Looking for plans for a router table sled


----------



## xplorx4 (Dec 1, 2008)

Greetings John and welcome to the router forum.


----------



## Dr.Zook (Sep 10, 2004)

Welcome to the RouterForums John.


----------



## dirkost (Jul 8, 2009)

Hi Ho John: I assume what you want is a Cope Cutting Sled. There are several commercial units available from about $60 to $120, but there are plans in the July 2009 issue of Wood Magazine for building your own on pg. 32. I haven't tried this, but there is a note that says more FREE plans at woodmagazine.com/freeplans. If you can't get the magazine or plans from the web give me a shout and I'll get them to you one way or another.

Dirk


----------



## dirkost (Jul 8, 2009)

Hi Ho: Well, I'll try again (I think my reply got lost). I assume you want a Cope Cutting Sled. You can buy commercial units from about $45 to $120, but if you want to build your own there are plans in the July 2009 issue of Wood Magazine, pg. 32. Try the web site woodmagazine.com/freeplans. If this doesn't work, or you can't get the magazine, let me know and I'll get them to you one way or another.

Dirk


----------



## dirkost (Jul 8, 2009)

Hi Ho: Whoops, I just noticed the web rules require moderator approval, so I guess you will get two posts plus this one if all are approved.

Dirk


----------



## ebill (Jan 17, 2009)

dirko said:


> Hi Ho John: I assume what you want is a Cope Cutting Sled. There are several commercial units available from about $60 to $120.....


- lots of information on this site too. Do a quick search on coping sleds and you get quite a few posts with pictures and discussions. 

- I shamelessly made mine just like the Rockler sled with a handle/clamp and knob from Woodcraft some MDF and a few bolts and screws from the 'mystery can' on the workbench. 

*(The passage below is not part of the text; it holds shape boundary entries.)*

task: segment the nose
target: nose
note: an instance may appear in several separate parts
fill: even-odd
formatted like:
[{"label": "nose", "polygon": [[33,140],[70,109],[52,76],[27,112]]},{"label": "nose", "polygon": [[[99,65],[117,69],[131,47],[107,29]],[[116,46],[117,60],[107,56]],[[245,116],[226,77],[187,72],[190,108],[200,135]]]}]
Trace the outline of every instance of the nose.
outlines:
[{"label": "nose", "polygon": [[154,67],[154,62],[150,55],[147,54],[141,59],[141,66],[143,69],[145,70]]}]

- it works a treat too. Build one, you will be glad you did.


- ebill


----------



## JWCat78006 (Jul 13, 2009)

ebill said:


> - lots of information on this site too. Do a quick search on coping sleds and you get quite a few posts with pictures and discussions.
> 
> - I shamelessly made mine just like the Rockler sled with a handle/clamp and knob from Woodcraft some MDF and a few bolts and screws from the 'mystery can' on the workbench.
> 
> ...


Thanks for the info. I think I'm going to do something very similiar. Problem is I'm working with a vertical panel bit and can't - or don't have any more adjustment on the router to clear a 1/2" mdf. I'm using a plunge router on my Craftsman Industrial Router Table. This doesn't seem to be a good setup since it's almost impossible to set the bit height correctly -- and easily. Looks like I'm going to have to shop around for a routerr and table that will be easier to work with.


----------



## bobj3 (Jan 17, 2006)

Hi John

If you're working with vertical panel bits you don't need a sled you just need to make a quick jig to do it safe and easy like below 

But if you want to have and use a coping sled make the base out of 1/4" thick plastic ..

======



JWCat78006 said:


> Thanks for the info. I think I'm going to do something very similiar. Problem is I'm working with a vertical panel bit and can't - or don't have any more adjustment on the router to clear a 1/2" mdf. I'm using a plunge router on my Craftsman Industrial Router Table. This doesn't seem to be a good setup since it's almost impossible to set the bit height correctly -- and easily. Looks like I'm going to have to shop around for a routerr and table that will be easier to work with.


----------



## Pfender (Aug 20, 2011)

*Thanks.*



dirko said:


> Hi Ho John: I assume what you want is a Cope Cutting Sled. There are several commercial units available from about $60 to $120, but there are plans in the July 2009 issue of Wood Magazine for building your own on pg. 32. I haven't tried this, but there is a note that says more FREE plans at woodmagazine.com/freeplans. If you can't get the magazine or plans from the web give me a shout and I'll get them to you one way or another.
> 
> Dirk


I'll let you know. Thanks again. John


----------